Saturation of number variance in embedded random matrix ensembles

TL;DR

This paper investigates the fluctuation properties of embedded random matrix ensembles of non-interacting particles, revealing saturation of number variance at large correlation lengths, a phenomenon previously known in integrable systems but now demonstrated in random matrix theory.

Contribution

It is the first to demonstrate saturation of number variance in embedded random matrix ensembles, bridging concepts from integrable systems and random matrix theory.

Findings

Number distributions follow Poisson statistics.

Number variance saturates at large correlation lengths.

Correlation functions are non-stationary in these ensembles.

Abstract

We study fluctuation properties of embedded random matrix ensembles of non-interacting particles.
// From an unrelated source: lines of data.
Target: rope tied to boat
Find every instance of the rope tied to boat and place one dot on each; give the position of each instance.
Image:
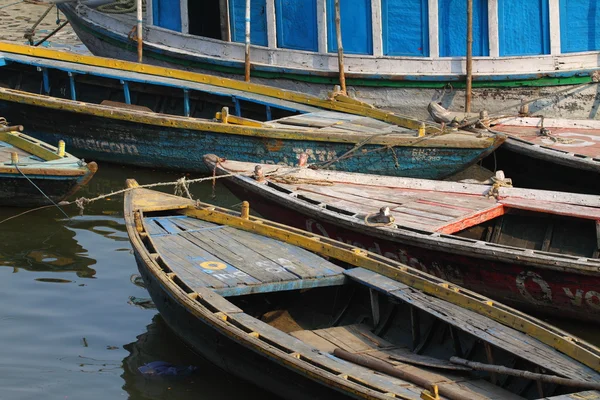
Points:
(81, 202)
(548, 133)
(498, 181)
(121, 7)
(381, 218)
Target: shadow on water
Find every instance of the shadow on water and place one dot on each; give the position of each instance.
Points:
(159, 343)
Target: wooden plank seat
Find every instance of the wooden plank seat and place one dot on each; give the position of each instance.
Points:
(517, 343)
(198, 252)
(418, 209)
(358, 339)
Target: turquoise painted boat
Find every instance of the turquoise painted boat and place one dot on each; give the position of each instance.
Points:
(399, 54)
(34, 173)
(162, 118)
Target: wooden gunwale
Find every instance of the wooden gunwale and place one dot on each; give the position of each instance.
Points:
(353, 106)
(434, 241)
(455, 140)
(220, 319)
(580, 351)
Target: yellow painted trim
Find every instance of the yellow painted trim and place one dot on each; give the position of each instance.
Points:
(590, 355)
(28, 144)
(149, 118)
(343, 104)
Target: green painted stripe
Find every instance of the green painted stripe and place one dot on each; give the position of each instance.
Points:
(540, 82)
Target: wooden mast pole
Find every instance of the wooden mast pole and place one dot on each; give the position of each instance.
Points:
(469, 55)
(140, 18)
(247, 52)
(338, 33)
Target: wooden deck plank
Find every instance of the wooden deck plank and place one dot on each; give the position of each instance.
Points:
(486, 329)
(244, 259)
(383, 382)
(218, 302)
(568, 210)
(282, 286)
(303, 263)
(189, 258)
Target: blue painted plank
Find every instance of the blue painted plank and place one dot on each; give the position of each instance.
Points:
(453, 28)
(258, 21)
(240, 290)
(523, 27)
(297, 24)
(405, 27)
(167, 14)
(579, 25)
(357, 33)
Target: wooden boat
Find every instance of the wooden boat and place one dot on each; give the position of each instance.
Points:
(398, 53)
(259, 300)
(536, 250)
(542, 152)
(156, 117)
(34, 173)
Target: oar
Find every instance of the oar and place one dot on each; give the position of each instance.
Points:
(526, 374)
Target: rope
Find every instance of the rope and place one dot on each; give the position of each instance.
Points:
(121, 7)
(377, 214)
(83, 201)
(12, 4)
(499, 113)
(41, 191)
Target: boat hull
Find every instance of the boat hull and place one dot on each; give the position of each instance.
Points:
(132, 143)
(227, 353)
(555, 292)
(17, 191)
(405, 94)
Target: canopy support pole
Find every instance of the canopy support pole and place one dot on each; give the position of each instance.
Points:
(469, 55)
(338, 33)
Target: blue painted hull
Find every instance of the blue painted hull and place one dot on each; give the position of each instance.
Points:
(123, 142)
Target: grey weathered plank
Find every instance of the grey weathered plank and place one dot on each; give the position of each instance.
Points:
(383, 382)
(152, 228)
(484, 328)
(240, 257)
(187, 257)
(305, 263)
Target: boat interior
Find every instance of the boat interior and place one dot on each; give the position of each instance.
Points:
(173, 97)
(298, 303)
(571, 231)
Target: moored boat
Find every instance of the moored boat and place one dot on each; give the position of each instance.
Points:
(541, 152)
(533, 249)
(399, 54)
(259, 300)
(34, 173)
(156, 117)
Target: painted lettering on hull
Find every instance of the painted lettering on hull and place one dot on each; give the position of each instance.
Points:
(105, 146)
(528, 285)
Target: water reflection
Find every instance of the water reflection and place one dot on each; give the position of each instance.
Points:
(44, 245)
(160, 344)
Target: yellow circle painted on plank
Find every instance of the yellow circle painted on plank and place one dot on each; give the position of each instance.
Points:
(213, 265)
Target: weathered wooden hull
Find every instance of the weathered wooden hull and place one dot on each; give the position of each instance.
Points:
(558, 292)
(17, 191)
(398, 90)
(228, 354)
(126, 142)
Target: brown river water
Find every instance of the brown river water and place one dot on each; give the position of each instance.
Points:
(72, 320)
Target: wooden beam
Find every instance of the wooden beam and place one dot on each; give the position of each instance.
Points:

For ensemble of two non-interacting particle systems, we find that unlike the spectra of classical random matrices, correlation functions are non-stationary. In the locally stationary region of spectra, we study the number variance and the spacing distributions. The spacing distributions follow the Poisson statistics which is a key behavior of uncorrelated spectra. The number variance varies linearly as in the Poisson case for short correlation lengths but a kind of regularization occurs for large correlation lengths, and the number variance approaches saturation values. These results are known in the study of integrable systems but are being demonstrated for the first time in random matrix theory. We conjecture that the interacting particle cases, which exhibit the characteristics of classical random matrices for short correlation lengths, will also show saturation effects for large correlation lengths.